No. 3 – Amino-acid imbalance identified in SMA
People with SMA have notable disruptions in the levels of certain amino acids (the building blocks of proteins) that influence neurological function, a study reveals. These imbalances were seen in both SMA patient samples and in a mouse model. Some of the alterations in patients were partially corrected by treatment with Spinraza. In mice, treatment with D-serine, an amino acid, improved motor function. Collectively, the results warrant more studies into potential strategies for combination therapies.
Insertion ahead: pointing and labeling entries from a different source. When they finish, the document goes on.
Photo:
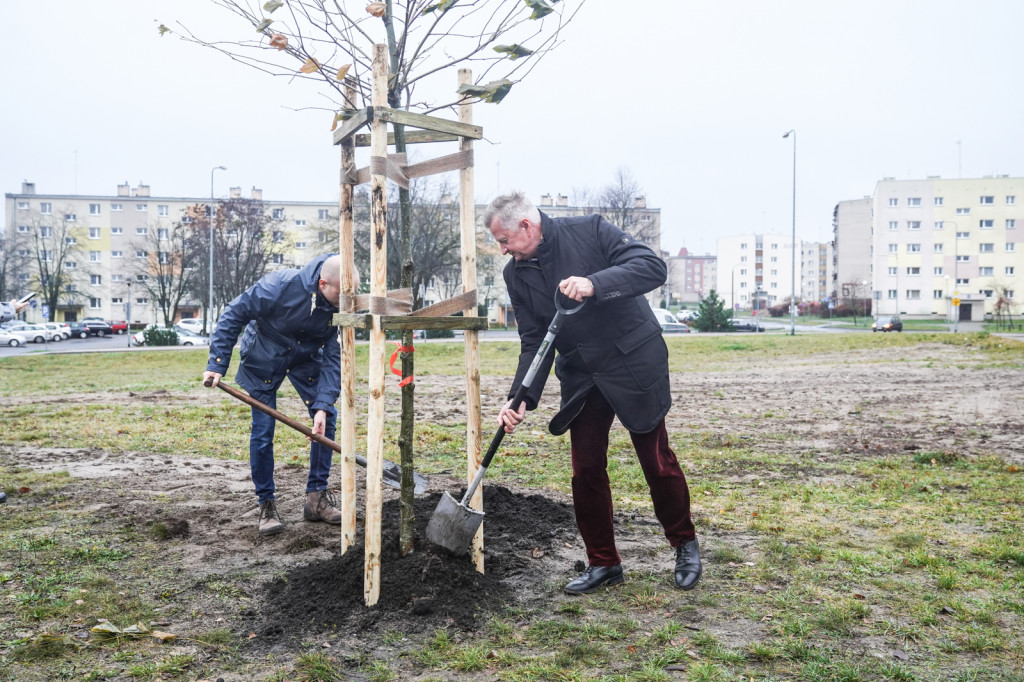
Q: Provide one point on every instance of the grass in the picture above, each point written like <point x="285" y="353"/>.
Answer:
<point x="916" y="551"/>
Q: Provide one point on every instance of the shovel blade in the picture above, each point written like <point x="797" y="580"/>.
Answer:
<point x="454" y="525"/>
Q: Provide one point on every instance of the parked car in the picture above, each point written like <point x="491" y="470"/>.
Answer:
<point x="40" y="334"/>
<point x="669" y="323"/>
<point x="62" y="328"/>
<point x="11" y="338"/>
<point x="89" y="328"/>
<point x="887" y="324"/>
<point x="119" y="326"/>
<point x="194" y="325"/>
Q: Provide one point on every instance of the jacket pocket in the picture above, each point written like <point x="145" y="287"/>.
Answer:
<point x="644" y="354"/>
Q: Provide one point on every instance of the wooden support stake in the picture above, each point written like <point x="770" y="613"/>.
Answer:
<point x="467" y="223"/>
<point x="346" y="249"/>
<point x="378" y="347"/>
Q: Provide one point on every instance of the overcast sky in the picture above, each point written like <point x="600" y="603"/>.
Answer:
<point x="692" y="98"/>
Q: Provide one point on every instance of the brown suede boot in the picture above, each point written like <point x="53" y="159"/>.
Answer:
<point x="321" y="506"/>
<point x="269" y="519"/>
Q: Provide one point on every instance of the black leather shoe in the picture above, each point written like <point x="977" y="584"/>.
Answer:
<point x="688" y="566"/>
<point x="595" y="578"/>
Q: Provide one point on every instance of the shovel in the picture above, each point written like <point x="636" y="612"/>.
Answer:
<point x="391" y="471"/>
<point x="454" y="523"/>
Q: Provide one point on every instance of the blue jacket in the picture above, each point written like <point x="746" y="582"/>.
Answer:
<point x="288" y="332"/>
<point x="614" y="342"/>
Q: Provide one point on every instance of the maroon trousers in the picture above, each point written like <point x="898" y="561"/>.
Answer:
<point x="592" y="492"/>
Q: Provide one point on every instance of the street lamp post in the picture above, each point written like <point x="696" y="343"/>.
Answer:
<point x="793" y="295"/>
<point x="208" y="323"/>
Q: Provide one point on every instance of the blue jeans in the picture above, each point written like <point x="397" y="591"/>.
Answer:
<point x="261" y="450"/>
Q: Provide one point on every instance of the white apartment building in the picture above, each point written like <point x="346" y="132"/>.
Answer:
<point x="851" y="279"/>
<point x="815" y="270"/>
<point x="936" y="241"/>
<point x="755" y="266"/>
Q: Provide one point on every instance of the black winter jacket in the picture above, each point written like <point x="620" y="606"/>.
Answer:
<point x="614" y="342"/>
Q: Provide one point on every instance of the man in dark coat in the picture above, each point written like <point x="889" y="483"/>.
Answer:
<point x="611" y="361"/>
<point x="287" y="318"/>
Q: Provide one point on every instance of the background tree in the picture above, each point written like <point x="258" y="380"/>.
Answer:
<point x="244" y="244"/>
<point x="169" y="268"/>
<point x="56" y="257"/>
<point x="712" y="315"/>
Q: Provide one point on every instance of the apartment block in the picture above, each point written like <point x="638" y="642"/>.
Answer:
<point x="947" y="247"/>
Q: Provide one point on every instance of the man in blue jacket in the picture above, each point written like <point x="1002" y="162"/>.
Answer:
<point x="287" y="320"/>
<point x="612" y="361"/>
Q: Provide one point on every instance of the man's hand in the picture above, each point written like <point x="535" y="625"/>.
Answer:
<point x="577" y="288"/>
<point x="320" y="422"/>
<point x="509" y="418"/>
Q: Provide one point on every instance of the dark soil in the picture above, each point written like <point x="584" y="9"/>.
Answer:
<point x="426" y="589"/>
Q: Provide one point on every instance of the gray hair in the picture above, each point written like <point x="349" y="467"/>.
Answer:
<point x="509" y="209"/>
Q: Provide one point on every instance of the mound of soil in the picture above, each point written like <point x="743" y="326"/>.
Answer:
<point x="426" y="589"/>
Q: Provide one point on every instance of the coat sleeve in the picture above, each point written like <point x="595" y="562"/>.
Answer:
<point x="257" y="301"/>
<point x="329" y="385"/>
<point x="633" y="268"/>
<point x="531" y="332"/>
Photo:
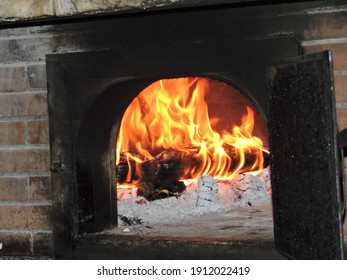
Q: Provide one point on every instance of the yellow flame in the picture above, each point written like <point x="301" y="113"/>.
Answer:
<point x="173" y="114"/>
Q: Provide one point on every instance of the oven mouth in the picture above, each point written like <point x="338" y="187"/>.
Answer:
<point x="83" y="144"/>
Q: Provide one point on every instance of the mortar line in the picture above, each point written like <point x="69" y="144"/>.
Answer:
<point x="26" y="230"/>
<point x="24" y="119"/>
<point x="331" y="41"/>
<point x="24" y="174"/>
<point x="24" y="147"/>
<point x="26" y="203"/>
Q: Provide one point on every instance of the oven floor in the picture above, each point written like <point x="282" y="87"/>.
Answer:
<point x="244" y="233"/>
<point x="253" y="223"/>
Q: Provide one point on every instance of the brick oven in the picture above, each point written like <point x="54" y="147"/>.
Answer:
<point x="41" y="178"/>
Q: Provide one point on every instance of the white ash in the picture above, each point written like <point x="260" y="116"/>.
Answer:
<point x="207" y="192"/>
<point x="225" y="195"/>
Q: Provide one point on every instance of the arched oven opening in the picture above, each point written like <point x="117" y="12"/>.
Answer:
<point x="94" y="163"/>
<point x="187" y="150"/>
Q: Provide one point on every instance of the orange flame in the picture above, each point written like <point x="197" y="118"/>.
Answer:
<point x="173" y="114"/>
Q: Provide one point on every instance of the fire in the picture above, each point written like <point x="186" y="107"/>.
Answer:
<point x="169" y="120"/>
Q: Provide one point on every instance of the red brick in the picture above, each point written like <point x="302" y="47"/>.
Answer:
<point x="339" y="53"/>
<point x="23" y="105"/>
<point x="12" y="133"/>
<point x="12" y="78"/>
<point x="341" y="115"/>
<point x="15" y="244"/>
<point x="25" y="216"/>
<point x="341" y="88"/>
<point x="25" y="160"/>
<point x="40" y="188"/>
<point x="38" y="132"/>
<point x="13" y="189"/>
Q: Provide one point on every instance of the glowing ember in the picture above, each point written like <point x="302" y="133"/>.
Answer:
<point x="169" y="121"/>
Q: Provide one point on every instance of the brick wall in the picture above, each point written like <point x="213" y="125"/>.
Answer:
<point x="25" y="188"/>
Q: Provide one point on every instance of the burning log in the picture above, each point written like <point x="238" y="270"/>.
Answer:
<point x="169" y="166"/>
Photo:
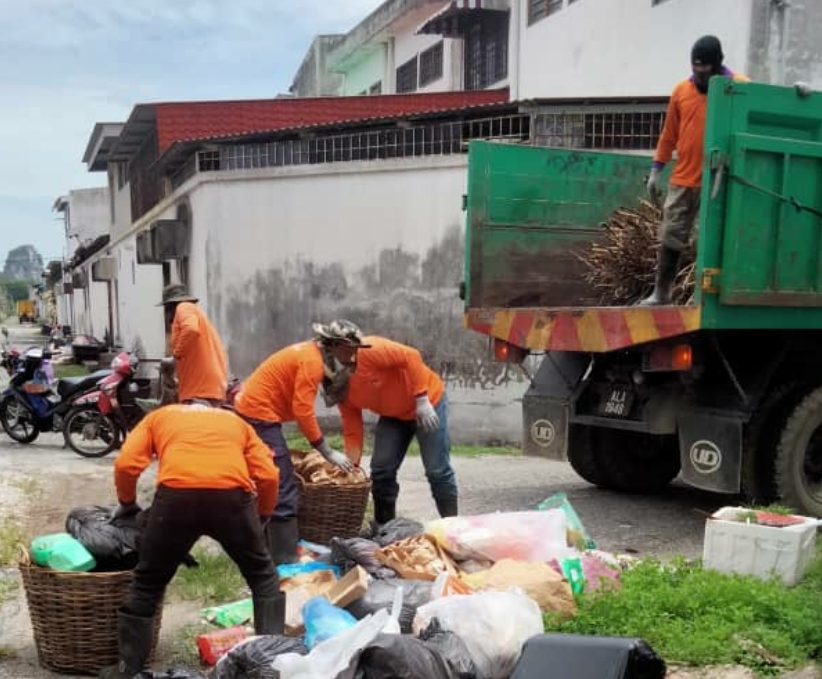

No. 2 – High-dose Spinraza deemed safe and effective in DEVOTE trial
Results presented at the MDA annual meeting showed that a higher dose regimen of nusinersen (the active ingredient in Spinraza) was safe and potentially more effective than the approved dosing schedule in maintaining motor function, among other benefits, in people with SMA. The DEVOTE clinical trial tested a new dosing schedule where patients received two 50 mg loading doses 14 days apart, followed by 28 mg maintenance doses every four months. However, the FDA rejected an application to approve this regimen later in the year, requesting an update to technical information. Biogen stated at the time that it planned to resubmit the application.
No. 1 – Zolgensma shows lasting benefits a decade after treatment
A decade-long follow-up of Zolgensma treatment indicates that many children with SMA continue to maintain motor function milestones. At the MDA meeting, trial data showed that all children given the therapeutic dose of Zolgensma were alive without the need for permanent ventilation. All were able to sit without support, five could stand with assistance, and two were able to walk unassisted.
We hope that our reporting in 2025 has offered valuable insights to the SMA community. We look forward to continuing to share important news and developments in 2026. Warmest wishes for a happy new year to all our readers.